Mark Lowcock, the UN’s humanitarian chief, has stressed that 5 immediate steps are needed to avert famine:

  • Resumption of air services.
  • Assurances flights will not be disrupted.
  • Opening of all ports to humanitarian and commercial vessels, especially those with critical supplies.
  • Agreement to keep a U.N. World Food Program ship in waters off Aden.
  • Halt to interference with all vessels that have passed inspection by the U.N. Verification and Inspection Mechanism “so that they can proceed to port as rapidly as possible.”

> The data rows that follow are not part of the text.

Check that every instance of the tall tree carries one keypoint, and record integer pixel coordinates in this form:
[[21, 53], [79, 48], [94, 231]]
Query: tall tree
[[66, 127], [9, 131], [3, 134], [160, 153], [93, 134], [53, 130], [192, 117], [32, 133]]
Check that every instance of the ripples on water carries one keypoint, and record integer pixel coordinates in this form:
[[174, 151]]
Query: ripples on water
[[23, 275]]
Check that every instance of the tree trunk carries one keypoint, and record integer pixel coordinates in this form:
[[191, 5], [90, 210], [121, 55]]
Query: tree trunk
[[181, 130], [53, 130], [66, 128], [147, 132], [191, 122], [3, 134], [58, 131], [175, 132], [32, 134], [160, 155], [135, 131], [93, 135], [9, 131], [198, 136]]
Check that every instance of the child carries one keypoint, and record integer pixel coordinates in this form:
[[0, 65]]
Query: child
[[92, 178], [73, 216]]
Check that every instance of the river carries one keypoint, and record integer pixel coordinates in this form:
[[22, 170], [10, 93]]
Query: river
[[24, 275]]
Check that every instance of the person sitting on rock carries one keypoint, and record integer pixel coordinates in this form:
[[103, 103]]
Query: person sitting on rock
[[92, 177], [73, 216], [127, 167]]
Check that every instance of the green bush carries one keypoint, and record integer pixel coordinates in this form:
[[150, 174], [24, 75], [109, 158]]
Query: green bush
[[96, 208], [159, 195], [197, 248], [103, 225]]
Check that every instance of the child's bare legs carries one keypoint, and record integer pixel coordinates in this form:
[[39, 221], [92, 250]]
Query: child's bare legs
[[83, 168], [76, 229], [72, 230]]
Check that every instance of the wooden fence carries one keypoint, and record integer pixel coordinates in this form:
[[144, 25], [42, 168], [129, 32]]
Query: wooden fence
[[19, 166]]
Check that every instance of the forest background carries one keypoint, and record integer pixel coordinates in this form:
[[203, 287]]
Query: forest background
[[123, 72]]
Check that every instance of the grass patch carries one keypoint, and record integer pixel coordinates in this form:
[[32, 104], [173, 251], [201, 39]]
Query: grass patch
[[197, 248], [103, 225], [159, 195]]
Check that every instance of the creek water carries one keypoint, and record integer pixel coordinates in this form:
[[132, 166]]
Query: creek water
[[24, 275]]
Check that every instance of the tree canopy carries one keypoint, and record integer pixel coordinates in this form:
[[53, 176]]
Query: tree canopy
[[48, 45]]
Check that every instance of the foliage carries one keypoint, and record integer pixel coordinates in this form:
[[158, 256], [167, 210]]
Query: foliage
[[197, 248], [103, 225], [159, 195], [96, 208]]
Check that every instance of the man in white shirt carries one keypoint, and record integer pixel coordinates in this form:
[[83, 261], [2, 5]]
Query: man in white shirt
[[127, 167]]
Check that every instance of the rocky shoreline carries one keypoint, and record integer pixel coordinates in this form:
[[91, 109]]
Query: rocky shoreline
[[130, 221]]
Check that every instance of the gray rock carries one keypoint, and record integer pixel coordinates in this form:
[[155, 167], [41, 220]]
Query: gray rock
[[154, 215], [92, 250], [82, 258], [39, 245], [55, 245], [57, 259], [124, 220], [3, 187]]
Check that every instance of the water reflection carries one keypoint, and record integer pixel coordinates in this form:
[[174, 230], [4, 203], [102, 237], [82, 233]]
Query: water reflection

Lowcock stressed the last point saying, “This is important because humanitarian access to the ports was inadequate even before the measures announced on Nov. 6” by the coalition.

Lowcock said he couldn’t put a timeline on famine if the Saudi blockade isn’t lifted, but it is inevitable.

Oxfam has noted that lifting aid restrictions won’t prevent the lack of clean water, nor the spread of cholera and other water-borne diseases: “Water scarcity in Yemen is amongst the worst in the world and the country mostly depends on ground water for its water supply. Petrol prices have already leaped 200 percent in the capital Sanaa and the price of water has more than doubled – well beyond the reach of most people. A Saudi-led coalition blockade has closed Yemen’s northern ports since 6 November, pushing millions more people to the edge of what is already the world’s worst humanitarian catastrophe and the world’s worst ever recorded cholera outbreak. The coalition announced on 23 November they would reopen the ports to aid, but without fuel this will not significantly improve the situation.” 

WHO spokesperson Christian Lindmeier warned on December 1st 2017 that fuel shortages and soaring prices caused by the blockade could risk disrupting fuel deliveries to 122 hospitals and could potentially force some to close. He warned that the situation was dire, pointing out that due to “the long delay and closure of access there is a big backlog of material coming in. We have a bottleneck with a lot of material and supplies waiting either in Djibouti or somewhere out there and waiting to be cleared.”

On December 8th 2017, UN humanitarian coordinator for Yemen Jamie McGoldrick said there were 15 ships, carrying mainly food and fuel, waiting to enter the Yemeni ports of Hodeidah and Salif.

“They need to come onshore now,” said McGoldrick, speaking via telephone from Sanaa. “There are some boats which are offshore which have been cleared by Riyadh already … We see no reason why they should not be able to come onshore now.”